Lovett Hines is Music Education Director at the Clef Club, and the developer of its world-class music education program. Since 1985, students in the program have participated in a broad range of activities including private instruction, master classes, ensembles, summer jazz camp and live performances around the US. Many graduates of the program have gone on to successful careers in music. The curriculum includes the Berklee PULSE method; the Club has strong partnerships with both the Berklee City Music Network and Tufts University. Students emerge from this program not only schooled in music theory and practice, but also fluent in the jazz idiom and proficient on the instruments of their choice. Lovett’s program has produced some of today’s top players. Lately, in the Club’s “take it to the schools” initiative, it has also provided music education to young people in Philadelphia city schools who, because of city budget cuts, would otherwise have no access to it.

Lovett has a rich and storied history in music and leadership. He served as Musical Director/Creator of “The Roots of Music Show”, Jazz Band Director for the Better Break Summer Camp and Director of Settlement Music School Jazz Ensemble. At the Trane Stop Resource Institute, Lovett served as Program Director/Musical Director for the ‘ Change of the Century Orchestra’ that performed at the Berlin Jazz Festival and became the Musical Director for the Jerry McCleary Revue at Club Harlem in Atlantic City. Lovett has played with numerous performance groups that included the 76th Army Band in Orleans, France with Maceo Parker and the House Band at Atlantic City Wonder Gardens with artists B.B. King and Al Gray. In addition, he has performed with Motown Revue artists, Martha & The Vandellas, Smokey Robinson, The O’Jays, Florence Ballad, King Curtis, Gary US Bond and Lionel Hampton,

A highlight of his music career was his performance as Musical Director of the Heavenly Horns, who performed with the Grammy Nominated Dixie Hummingbirds at the “Music in the Air” 70th Anniversary Celebration, which included Stevie Wonder, Paul Simon and Isaac Hayes

Lovett is a major force in keeping music alive and accessible to both aspiring musicians and audiences nationwide.

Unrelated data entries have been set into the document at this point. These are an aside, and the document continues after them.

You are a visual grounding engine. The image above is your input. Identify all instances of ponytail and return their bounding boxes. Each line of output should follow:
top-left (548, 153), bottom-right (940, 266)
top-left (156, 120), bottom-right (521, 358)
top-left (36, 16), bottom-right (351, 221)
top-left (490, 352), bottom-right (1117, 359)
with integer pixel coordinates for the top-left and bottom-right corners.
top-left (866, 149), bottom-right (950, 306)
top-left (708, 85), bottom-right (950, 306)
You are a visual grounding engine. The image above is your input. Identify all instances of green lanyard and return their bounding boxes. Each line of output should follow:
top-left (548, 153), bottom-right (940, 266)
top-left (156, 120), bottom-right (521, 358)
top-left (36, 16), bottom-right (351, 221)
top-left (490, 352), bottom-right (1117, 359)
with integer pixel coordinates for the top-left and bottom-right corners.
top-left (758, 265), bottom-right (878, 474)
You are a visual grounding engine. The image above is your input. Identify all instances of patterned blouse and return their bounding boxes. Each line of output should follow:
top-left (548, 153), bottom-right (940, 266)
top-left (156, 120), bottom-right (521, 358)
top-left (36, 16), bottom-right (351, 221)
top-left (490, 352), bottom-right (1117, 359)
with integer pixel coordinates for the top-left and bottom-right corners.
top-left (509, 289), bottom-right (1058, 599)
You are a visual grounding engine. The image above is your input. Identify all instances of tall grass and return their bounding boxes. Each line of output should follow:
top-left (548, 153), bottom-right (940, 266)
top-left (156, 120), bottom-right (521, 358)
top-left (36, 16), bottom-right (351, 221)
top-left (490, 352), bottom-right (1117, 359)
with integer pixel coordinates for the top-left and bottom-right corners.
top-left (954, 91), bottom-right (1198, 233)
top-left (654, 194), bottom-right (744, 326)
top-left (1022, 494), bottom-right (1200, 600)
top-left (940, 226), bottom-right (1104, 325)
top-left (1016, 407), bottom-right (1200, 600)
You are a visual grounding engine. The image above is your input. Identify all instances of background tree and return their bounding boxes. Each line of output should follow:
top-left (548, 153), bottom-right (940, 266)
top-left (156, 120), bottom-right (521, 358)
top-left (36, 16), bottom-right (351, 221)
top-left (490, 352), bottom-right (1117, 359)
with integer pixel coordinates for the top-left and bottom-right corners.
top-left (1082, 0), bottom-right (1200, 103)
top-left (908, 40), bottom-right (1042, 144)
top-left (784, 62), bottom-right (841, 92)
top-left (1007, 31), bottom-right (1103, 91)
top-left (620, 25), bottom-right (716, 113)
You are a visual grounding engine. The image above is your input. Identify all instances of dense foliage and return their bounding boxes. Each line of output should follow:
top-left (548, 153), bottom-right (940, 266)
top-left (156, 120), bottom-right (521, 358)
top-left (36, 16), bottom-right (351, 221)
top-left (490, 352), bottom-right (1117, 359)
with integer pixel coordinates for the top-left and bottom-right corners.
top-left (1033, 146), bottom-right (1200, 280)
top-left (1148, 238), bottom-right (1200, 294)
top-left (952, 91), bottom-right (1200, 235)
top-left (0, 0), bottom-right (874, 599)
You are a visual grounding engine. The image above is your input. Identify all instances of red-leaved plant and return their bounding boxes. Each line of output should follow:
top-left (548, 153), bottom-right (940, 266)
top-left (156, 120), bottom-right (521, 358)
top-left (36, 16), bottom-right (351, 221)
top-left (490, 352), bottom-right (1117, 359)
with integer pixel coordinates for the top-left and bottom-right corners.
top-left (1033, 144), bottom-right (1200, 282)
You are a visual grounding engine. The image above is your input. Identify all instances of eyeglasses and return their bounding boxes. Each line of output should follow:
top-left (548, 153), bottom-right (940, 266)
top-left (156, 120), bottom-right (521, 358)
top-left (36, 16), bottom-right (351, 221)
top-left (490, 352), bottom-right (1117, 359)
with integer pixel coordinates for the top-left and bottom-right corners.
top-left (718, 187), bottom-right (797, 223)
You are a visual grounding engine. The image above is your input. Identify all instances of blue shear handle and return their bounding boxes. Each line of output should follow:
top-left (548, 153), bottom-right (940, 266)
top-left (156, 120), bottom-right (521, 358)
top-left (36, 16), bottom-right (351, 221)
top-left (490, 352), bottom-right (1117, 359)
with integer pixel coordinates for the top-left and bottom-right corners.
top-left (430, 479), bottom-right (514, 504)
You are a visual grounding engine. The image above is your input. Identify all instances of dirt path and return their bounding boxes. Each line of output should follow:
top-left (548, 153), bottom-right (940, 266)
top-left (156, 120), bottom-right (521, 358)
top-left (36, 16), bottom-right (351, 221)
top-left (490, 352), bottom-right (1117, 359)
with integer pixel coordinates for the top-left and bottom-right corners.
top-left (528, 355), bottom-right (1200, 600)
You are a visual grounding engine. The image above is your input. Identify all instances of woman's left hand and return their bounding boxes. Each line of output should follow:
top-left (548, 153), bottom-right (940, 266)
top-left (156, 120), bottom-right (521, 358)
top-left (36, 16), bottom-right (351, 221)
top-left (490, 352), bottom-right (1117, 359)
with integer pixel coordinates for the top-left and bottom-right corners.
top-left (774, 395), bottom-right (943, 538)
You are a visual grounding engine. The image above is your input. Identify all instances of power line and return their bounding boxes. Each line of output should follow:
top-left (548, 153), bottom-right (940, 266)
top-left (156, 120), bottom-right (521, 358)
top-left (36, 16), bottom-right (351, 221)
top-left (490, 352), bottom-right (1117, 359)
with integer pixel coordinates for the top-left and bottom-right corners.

Make a donation in his honor





Juanita Ramos
Juanita Ramos

Juanita Ramos

Community advocate, voting and housing rights activist for the poor

Juanita Ramos has worked for the advancement of the Latino community and all low-income residents of North Philadelphia for more than thirty years, using her inimitable personality and drive as a tool to increase community involvement and political participation. At age 74, she has not slowed down a bit.

Juanita was born in Puerto Rico’s city of Humacao, and was raised and educated in its city of Juncos. She moved to Chicago after high school, where she worked for that city’s department of education for fifteen years, and was an instrumental volunteer in the mayor’s summer program for youth, increasing access to employment and mentoring for teens.

Juanita moved to Philadelphia, and turned her attention to increasing voter registration and participation, to ensure that her community’s vote truly counts. She has personally registered over 15,000 residents in Philadelphia and New Jersey, knocking on countless doors and engaging voters on the issues that matter to them. In 2012 Juanita was presented with an AARP Leaders of Hope award at the “No Mas Hambre” forum on the problem of hunger in Philadelphia’s Latino communities and was honored by City Council for her tireless work registering voters and empowering her community.

Juanita continues to advocate for those who cannot fight for themselves, helping to resolve numerous housing, employment, and neighborhood safety matters for her large network of registered voters and strongly advocating for protection and equal opportunities for seniors. Juanita is known for her clear convictions and for always being willing to “speak truth to power.”